O tempo passou. A evolução das tecnologias digitais fez com que as salas de bate-papo caíssem em desuso, as amizades ali estabelecidas tornaram-se lembranças, as linhas digitadas foram para sempre perdidas nas memórias apagadas dos servidores.
Novos meios emergiram, redes sociais e comunicadores pessoais, trazendo para perto aqueles que na vida não se encontravam, não se viam. O novo século não favorecia o contato dos corpos, mas, em contrapartida, provia a aproximação das almas espalhadas pelo mundo, tudo era conexão.
Com ele não havia sido diferente. Possuía conta nas diversas redes, empenhava-se na retribuição das mensagens postadas nos diversos grupos, mantinha-se permanentemente ocupado em atenção aos seus milhares de novos amigos.
Precisava se fazer notar, assim, colocava um bom-dia animado no grupo de WhatsApp, compartilhava uma notícia que acreditava relevante em sua página no Facebook, postava a imagem de seu café da manhã no Instagram.
Passava os momentos seguintes controlando a ansiedade pelo merecido reconhecimento, um like aquietava a sua alma, comentários permitiam diminutas considerações, o compartilhamento o tornava um pouco mais relevante. No entanto, tudo terminava no breve momento que seguia da publicação, exigindo assim que ele repetisse os processos em fluxo permanente. Sua ausência implicaria em seu esquecimento, o fim de quem era, sua plena e total aniquilação. Ele não possuía outra forma de acesso àqueles que lhe eram caros, a maioria se quer pessoalmente conhecia, deste modo a benção da tecnologia estava na possibilidade da real interação dada somente em tempo de conexão.
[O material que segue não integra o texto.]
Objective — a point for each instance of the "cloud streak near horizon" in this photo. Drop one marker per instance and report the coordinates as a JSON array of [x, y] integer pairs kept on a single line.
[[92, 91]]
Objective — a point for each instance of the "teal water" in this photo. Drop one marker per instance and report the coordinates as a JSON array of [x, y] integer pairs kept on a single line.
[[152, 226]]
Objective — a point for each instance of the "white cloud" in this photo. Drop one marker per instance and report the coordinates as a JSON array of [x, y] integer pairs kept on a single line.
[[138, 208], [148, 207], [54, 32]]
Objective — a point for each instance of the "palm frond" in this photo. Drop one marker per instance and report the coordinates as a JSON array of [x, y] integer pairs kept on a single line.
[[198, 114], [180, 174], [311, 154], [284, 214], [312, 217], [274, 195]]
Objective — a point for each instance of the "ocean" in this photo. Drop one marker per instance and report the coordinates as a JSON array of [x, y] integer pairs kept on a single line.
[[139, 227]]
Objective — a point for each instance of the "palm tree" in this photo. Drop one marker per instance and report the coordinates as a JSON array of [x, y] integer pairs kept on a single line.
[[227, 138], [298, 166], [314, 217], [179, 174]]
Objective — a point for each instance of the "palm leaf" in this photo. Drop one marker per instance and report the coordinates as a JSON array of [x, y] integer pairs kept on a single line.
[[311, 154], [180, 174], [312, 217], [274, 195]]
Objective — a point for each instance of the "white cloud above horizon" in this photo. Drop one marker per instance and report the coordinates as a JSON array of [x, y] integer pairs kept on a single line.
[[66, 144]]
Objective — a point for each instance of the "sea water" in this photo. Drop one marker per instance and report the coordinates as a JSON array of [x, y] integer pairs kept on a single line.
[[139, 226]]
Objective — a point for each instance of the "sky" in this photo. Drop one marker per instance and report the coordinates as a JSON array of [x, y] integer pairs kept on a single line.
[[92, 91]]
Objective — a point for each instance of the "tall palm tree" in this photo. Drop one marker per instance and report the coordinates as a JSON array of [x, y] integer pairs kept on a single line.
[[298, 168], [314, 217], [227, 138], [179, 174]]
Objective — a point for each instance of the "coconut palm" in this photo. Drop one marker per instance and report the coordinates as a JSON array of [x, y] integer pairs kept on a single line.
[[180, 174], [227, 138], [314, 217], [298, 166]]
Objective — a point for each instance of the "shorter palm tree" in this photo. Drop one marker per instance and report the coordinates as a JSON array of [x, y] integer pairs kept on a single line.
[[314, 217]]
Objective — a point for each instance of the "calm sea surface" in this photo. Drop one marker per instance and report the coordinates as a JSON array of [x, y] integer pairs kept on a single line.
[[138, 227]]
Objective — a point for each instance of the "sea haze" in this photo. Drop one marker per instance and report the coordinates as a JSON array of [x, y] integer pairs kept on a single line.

Batman/ZS já não existia há muito, usava agora o seu verdadeiro nome. Suas convicções eram determinadas não só por aquilo que ele postava, mas sobretudo por aquilo que curtia e a quem seguia. O mundo havia se tornado mais transparente, e isso lhe parecia bom, não precisava mais conviver com aqueles cujas opiniões ele discordava, bastava excluí-los ou bloqueá-los temporariamente, quem sabe em definitivo. Era isto que para a vida faltava!
Mas tudo isso agora jazia no passado, ele envelhecera e de súbito se viu desempregado. Durante um tempo manteve-se na luta, desfez-se do acumulado, mudou-se para uma região mais barata, buscou em vão por outras oportunidades, tentou manter aquilo do que precisava, se viu no mínimo. Lúgubres pensamentos percorriam seus neurônios abalados pela escassez de café.
Ele vira-se e observa novamente a sala vazia. Imagina-a povoada. Garrafas caídas, cigarros queimando no cinzeiro, os beijos calorosos de casais efêmeros, o amanhecer da madrugada, o acalanto do riso de um estranho, um chute na almofada caída, as memórias diariamente escritas. Flashes de uma imagem distante que um dia ele curtiu, comentou e compartilhou.
O futuro não havia se materializado em naves espaciais, viagens intergalácticas, robôs e a vida eterna. O mundo lá fora resistia cambaleante a violência humana, que paradoxalmente dele ainda dependia. As pessoas ainda iam e viam em suas rotineiras tarefas, compenetradas na construção de suas vidas híbridas, penosas na materialidade, esplêndidas nas espetaculosas redes digitais.
O gotejar da torneira o traz de volta a realidade, era agora um senhor de mais idade, esquecido em um backup qualquer da vida passada. Os tempos eram difíceis. Há muito teve que cancelar a internet e com ela foram os seus amigos, as suas certezas, aquilo que sabia, tudo aquilo que ele imaginou um dia ter tido. Jazia off e assim esquecido.